Hillary Clinton biatch slapped her GOP rival for re-election because she was able to deliver for Upstate NY, (she won 58 out of 62 counties and 67% of the overall vote).

 
NYZooMan 2008-12-19 11:10:16 PM  
And sucking Sharpton's dick will get you real far up in Tawana Brawley land, you cheap slut.

 
Mistah Scrotie 2008-12-19 11:13:33 PM  
People are only upset about her because her last name is Kennedy. If her last name was Bayh or Biden we wouldn't be having this discussion.

She has a JD and works as a director for the advocacy group which argued Brown vs. the Board of Education of Topeka, Kansas; Loving v. Virginia; and Gratz v. Bollinger. She's as qualified as Edwards was when he became a senator.

Now, what's with the faux outrage? Caroline Kennedy is really when we're going to get upset about lineage? When the governor of New York, whose father was Sec. State of NY (after he left the state senate seat his son picked up) is going to make an appointment to replace the wife of a former president and he has to choose between the son of a former governor and the niece of a former senator?
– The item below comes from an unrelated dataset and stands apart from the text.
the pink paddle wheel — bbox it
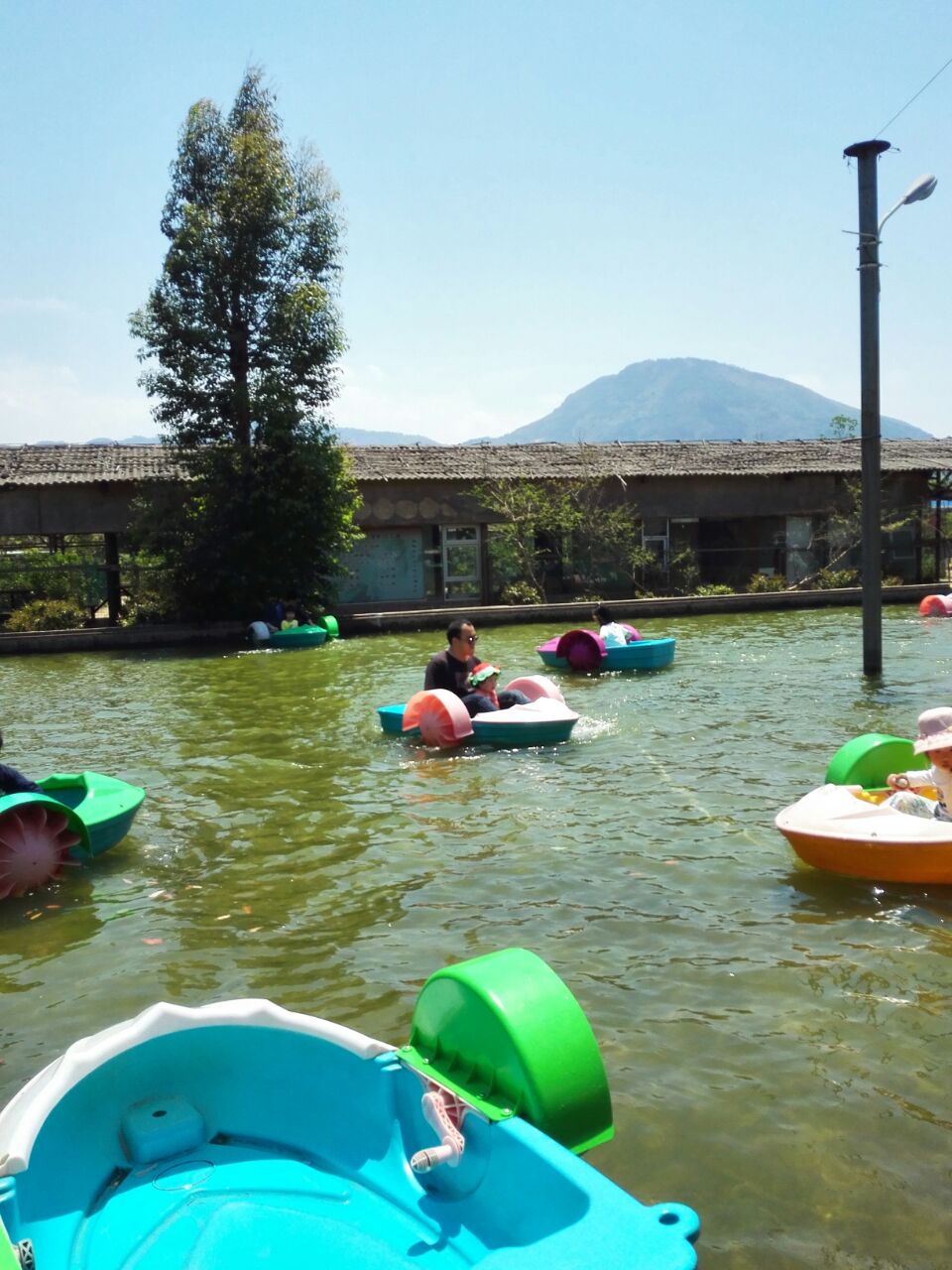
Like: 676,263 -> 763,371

Nepotism has been the name of the game for a while. Why is suddenly everyone outraged over it? You don't like the appointment then don't vote for Patterson in '10 and vote against Kennedy in the primary. When you keep electing the kids of politicians, don't be upset when they appoint the kids of politicians.

 
Nemo's Brother 2008-12-19 11:14:46 PM  
You guys. It is Caroline Kennedy now. You must have missed the memo.

 
12349876 2008-12-19 11:14:57 PM  
Would Dubya have been President without his father? Would Jeb have been governor of Florida without his father? Would Hillary Clinton have been Senator with a strong presidential bid without her husband? Would Ron and Michael Reagan been political consultants and talk show hosts without their father? Would John Quincy Adams have been president without his grandad? Would FDR have been president without the same surname as a previous president? Would Jesse Jackson Jr. be a congressman without his Dad? Would Franklin Graham be a prominent world preacher without his Dad? Would Peyton and Eli Manning be NFL stars if their Dad wasn't an NFL player? Do I need to go on?